Posterior Reversible Encephalopathy Syndrome (PRES) is a relatively common cause of encephalopathy in the hospital setting, and the EEG findings have not been well described. The purpose of this study was to review the EEG findings in a series of patients with PRES. We retrospectively reviewed the EEGs of patients who received a diagnosis of PRES at Tampa General Hospital from January 2016 to October 2017. We reviewed the clinical presentation, MRI findings and EEG. From January 2016 to October 2017, 19 patients were diagnosed with PRES at Tampa General Hospital. Of those, 10 received at least one EEG. Four patients were male, 6 were female.
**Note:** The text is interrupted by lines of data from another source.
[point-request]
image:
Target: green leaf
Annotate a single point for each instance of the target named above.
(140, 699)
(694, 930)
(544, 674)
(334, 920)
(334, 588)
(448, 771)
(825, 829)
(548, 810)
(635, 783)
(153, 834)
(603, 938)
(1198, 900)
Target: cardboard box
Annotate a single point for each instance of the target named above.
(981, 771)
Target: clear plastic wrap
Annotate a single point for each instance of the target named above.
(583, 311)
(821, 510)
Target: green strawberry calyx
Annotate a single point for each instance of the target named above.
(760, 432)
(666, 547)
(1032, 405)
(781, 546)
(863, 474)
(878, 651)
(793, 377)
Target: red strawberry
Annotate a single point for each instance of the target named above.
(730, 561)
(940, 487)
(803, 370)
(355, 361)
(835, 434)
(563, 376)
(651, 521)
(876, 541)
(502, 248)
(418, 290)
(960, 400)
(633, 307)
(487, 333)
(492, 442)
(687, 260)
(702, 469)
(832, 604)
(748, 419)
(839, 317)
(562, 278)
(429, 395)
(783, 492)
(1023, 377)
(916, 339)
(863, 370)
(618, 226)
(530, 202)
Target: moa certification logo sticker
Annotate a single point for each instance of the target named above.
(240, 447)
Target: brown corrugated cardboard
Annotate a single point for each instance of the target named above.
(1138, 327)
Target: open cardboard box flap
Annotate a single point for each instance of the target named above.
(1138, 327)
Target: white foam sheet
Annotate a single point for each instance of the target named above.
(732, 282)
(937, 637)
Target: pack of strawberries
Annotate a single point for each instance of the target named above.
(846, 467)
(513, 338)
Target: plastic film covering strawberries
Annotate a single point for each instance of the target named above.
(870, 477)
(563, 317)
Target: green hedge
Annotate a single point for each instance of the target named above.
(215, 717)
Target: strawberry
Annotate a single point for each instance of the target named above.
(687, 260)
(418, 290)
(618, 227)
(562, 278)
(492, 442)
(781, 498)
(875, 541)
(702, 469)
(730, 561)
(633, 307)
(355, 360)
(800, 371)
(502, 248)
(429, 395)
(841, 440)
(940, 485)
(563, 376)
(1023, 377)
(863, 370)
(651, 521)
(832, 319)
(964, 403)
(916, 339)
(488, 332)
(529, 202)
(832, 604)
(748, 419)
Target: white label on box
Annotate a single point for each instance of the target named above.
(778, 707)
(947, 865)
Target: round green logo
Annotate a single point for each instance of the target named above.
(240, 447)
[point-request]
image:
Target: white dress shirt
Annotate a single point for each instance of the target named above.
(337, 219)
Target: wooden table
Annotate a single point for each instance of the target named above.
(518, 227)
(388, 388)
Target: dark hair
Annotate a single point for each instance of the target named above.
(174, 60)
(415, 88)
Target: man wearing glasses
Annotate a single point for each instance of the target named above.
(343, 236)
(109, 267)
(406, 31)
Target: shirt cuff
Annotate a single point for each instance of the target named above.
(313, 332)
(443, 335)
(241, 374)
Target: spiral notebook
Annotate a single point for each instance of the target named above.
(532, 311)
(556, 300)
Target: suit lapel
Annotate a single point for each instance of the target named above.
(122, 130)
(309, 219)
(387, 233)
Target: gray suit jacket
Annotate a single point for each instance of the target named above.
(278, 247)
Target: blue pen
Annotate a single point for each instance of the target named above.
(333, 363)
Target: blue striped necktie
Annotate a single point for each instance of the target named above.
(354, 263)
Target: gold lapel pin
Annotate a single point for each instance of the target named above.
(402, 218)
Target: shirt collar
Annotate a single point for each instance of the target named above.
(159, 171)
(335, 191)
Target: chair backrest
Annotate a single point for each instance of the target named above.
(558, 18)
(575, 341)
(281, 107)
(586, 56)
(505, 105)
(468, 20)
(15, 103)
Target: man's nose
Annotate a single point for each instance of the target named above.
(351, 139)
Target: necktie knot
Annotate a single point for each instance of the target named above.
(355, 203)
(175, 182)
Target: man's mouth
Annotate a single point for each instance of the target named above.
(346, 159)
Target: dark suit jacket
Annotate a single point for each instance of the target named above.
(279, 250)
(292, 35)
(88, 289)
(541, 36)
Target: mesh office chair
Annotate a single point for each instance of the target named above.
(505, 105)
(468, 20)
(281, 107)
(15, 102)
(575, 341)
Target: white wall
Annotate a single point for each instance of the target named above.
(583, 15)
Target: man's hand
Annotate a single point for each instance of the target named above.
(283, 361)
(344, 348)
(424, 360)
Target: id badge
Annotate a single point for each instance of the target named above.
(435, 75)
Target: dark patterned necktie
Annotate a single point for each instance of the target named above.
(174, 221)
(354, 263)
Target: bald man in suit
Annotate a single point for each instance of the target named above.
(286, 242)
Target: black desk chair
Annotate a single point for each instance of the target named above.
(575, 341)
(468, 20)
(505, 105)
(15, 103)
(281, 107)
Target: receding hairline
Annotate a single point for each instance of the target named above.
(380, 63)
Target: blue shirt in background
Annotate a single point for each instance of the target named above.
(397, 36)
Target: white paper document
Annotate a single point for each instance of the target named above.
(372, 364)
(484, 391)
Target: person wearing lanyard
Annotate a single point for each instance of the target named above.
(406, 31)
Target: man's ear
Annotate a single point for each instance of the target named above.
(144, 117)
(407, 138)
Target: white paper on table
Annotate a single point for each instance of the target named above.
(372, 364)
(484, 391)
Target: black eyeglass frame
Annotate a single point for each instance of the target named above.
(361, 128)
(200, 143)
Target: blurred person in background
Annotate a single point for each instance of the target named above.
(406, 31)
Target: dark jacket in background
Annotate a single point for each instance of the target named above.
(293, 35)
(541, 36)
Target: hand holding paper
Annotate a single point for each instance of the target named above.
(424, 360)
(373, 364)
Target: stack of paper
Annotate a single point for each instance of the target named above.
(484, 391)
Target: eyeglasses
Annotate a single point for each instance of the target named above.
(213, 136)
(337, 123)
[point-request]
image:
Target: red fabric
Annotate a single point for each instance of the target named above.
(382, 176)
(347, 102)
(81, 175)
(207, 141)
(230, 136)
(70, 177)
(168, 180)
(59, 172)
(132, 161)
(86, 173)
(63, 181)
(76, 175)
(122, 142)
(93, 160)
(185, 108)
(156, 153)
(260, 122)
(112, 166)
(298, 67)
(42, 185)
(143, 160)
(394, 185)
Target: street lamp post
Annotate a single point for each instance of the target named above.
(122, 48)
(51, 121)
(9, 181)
The ages ranged from 21 to 87 (mean was 47). The patients had the following clinical presentations: 4 with encephalopathy (“mental status changes”), 8 with seizures, 1 with status epilepticus, 2 with vision changes, and 1 with headache (some patients had more than one symptoms). EEGs findings were as follows: 2 were normal; 2 showed intermittent generalized slowing; 3 showed continuous generalized slowing; 2 showed background slowing; 1 showed background suppression; 1 showed generalized rhythmic delta activity (GRDA); 1 showed GRDA, plus spike/sharp-wave discharges; 1 showed excessive beta activity; 1 showed lateralized periodic discharges; 1 showed generalized periodic discharges. The etiologies were as follows: 9 from hypertension, 1 secondary to eclampsia, and 3 due to tacrolimus (some were multifactorial). MRI supported the diagnosis of PRES and showed the following: 4 had bilateral parietal and occipital lobe T2 hyperintensities, 2 had bilateral occipital T2 hyperintensities, 1 had right occipital T2 hyperintensity, 1 had bilateral cerebellum and occipital lobe T2 hyperintensities, 1 had bilateral parietal, temporal, and left frontal T2 hyperintensities, and 1 had bilateral parietal, frontal, and occipital T2 hyperintensities. EEG findings in PRES are diverse, with no specific or even predominant pattern, based on this small sample size.